Put simply, a majority of the Supreme felt that as a substantive matter, the death penalty for child rape was cruel and unusual punishment in violation of the Eighth Amendment and could not be permitted.
And now, the presumptive Democratic nominee, Barack Obama, says that he disagrees with the ruling. This from AP:
Democrat Barack Obama said Wednesday he disagrees with the Supreme Court’s decision outlawing executions of people who rape children, a crime he said states have the right to consider for capital punishment.
“I have said repeatedly that I think that the death penalty should be applied in very narrow circumstances for the most egregious of crimes,” Obama said at a news conference. “I think that the rape of a small child, 6 or 8 years old, is a heinous crime and if a state makes a decision that under narrow, limited, well-defined circumstances the death penalty is at least potentially applicable, that that does not violate our Constitution.”
Obama, the likely Democratic presidential nominee, said that had the court “said we want to constrain the abilities of states to do this to make sure that it’s done in a careful and appropriate way, that would have been one thing. But it basically had a blanket prohibition and I disagree with that decision.”
Obama’s view boils down to this: if the death penalty is “done in a careful and appropriate way” (an oxymoron if I ever saw one) it’s ok for a state to expand the crimes for which the death penalty can be imposed. This is logic that would have Obama arguing that the 1977 decision in Coker v. Georgia, 433 U.S. 584 (1977), a “blanket prohibition” of execution for adult rape was incorrectly decided. Or that the decision in Roper v. Simmons, imposing a “blanket prohibition” against executing children was incorrectly decided. Didn’t Georgis and Kentucky think that these were appropriate cases for death that they would impose “in a careful and appropriate way”?
In fact, Obama’s argument sounds an awful lot like the 4 dissenting, conservative, pro-death penalty views in the Supreme Court:
The four members of the court’s conservative wing also sharply criticized the ruling, saying a small but growing number of states had determined that the rape of a child deserved the death penalty; they said the court majority was interfering with that judgment.

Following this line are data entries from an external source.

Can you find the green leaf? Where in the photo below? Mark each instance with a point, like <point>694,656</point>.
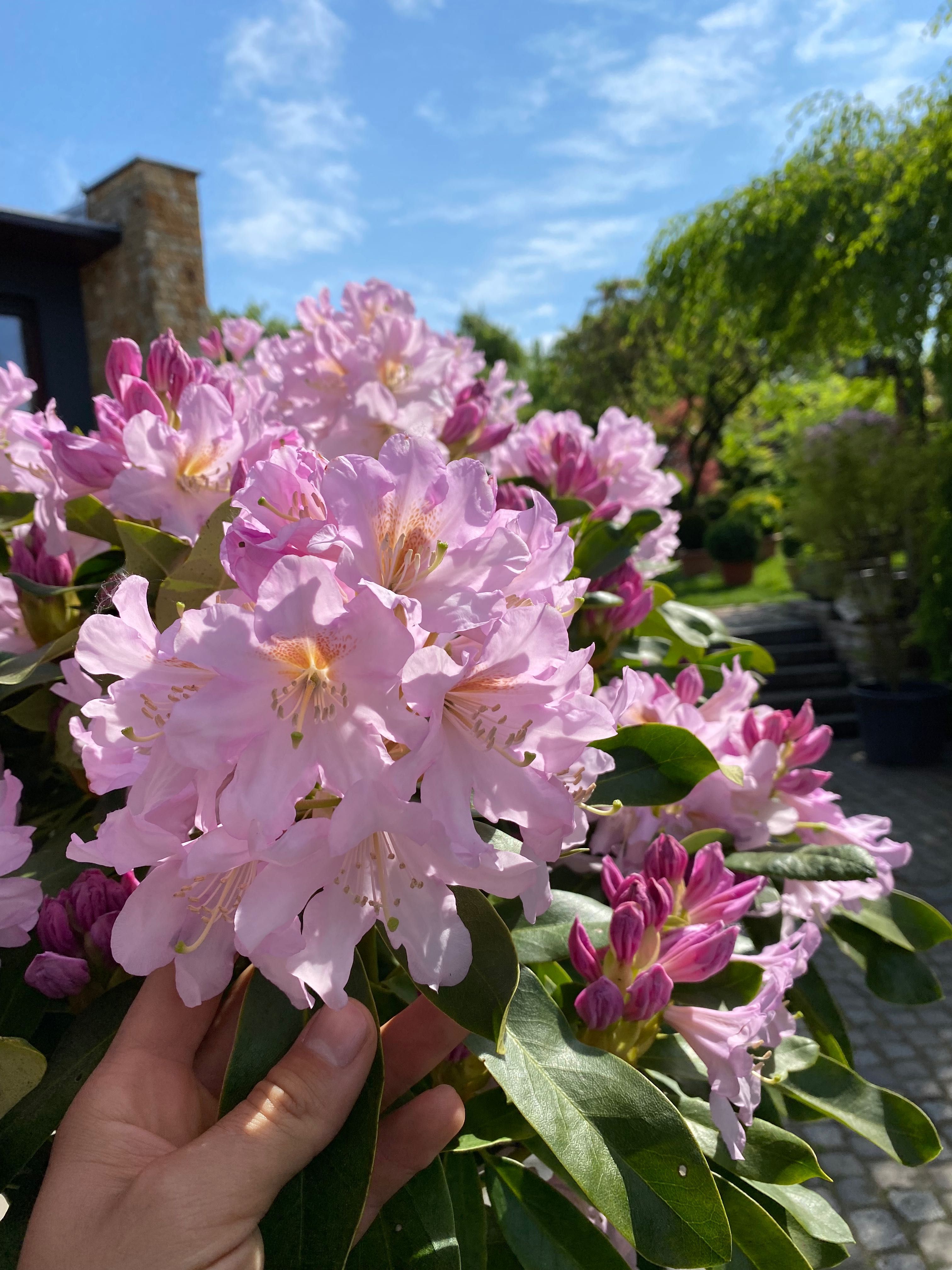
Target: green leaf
<point>813,863</point>
<point>812,998</point>
<point>893,973</point>
<point>547,940</point>
<point>200,575</point>
<point>541,1226</point>
<point>296,1231</point>
<point>18,670</point>
<point>482,1001</point>
<point>654,764</point>
<point>766,1244</point>
<point>465,1188</point>
<point>810,1211</point>
<point>895,1124</point>
<point>21,1071</point>
<point>88,516</point>
<point>419,1223</point>
<point>150,553</point>
<point>570,508</point>
<point>605,548</point>
<point>268,1027</point>
<point>490,1121</point>
<point>26,1128</point>
<point>737,985</point>
<point>614,1131</point>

“The harm that is caused to the victims and to society at large by the worst child rapists is grave,” Justice Samuel A. Alito Jr. wrote. “It is the judgment of the Louisiana lawmakers and those in an increasing number of other states that these harms justify the death penalty.”
Alito was joined in his dissent by Justices Antonin Scalia and Clarence Thomas and Chief Justice John G. Roberts Jr.
How wonderful. A states’ rights argument about state killing advanced by 4 conservative judges and Barack Obama.
And of course, John McSame, never to be left out of espousing barbarian views has the same position as Obama on the ruling:
His probable Republican opponent in the presidential race, Sen. John McCain of Arizona, also objected.
“Today’s Supreme Court ruling is an assault on law enforcement’s efforts to punish these heinous felons for the most despicable crime,” McCain said. “That there is a judge anywhere in America who does not believe that the rape of a child represents the most heinous of crimes, which is deserving of the most serious of punishments, is profoundly disturbing.”
Both candidates for president and 4 justices of the Supreme Court all espouse an expansion of the crimes for which the death penalty can be imposed by states. This is not “hope”. This is barbarism, plain and simple. In a world in which the opinion is that the death penalty should be curtailed, the Democratic candidate is arguing for its expansion.
Obama’s just not going to have a Dukakis moment on the death penalty. If it would get him elected, he’d suggest that we use electric bleachers for mass executions of child rapists.
I’m deeply saddened but hardly surprised by Obama’s pandering. I only wish there were others who were as disgusted as I am who would call his campaign to task.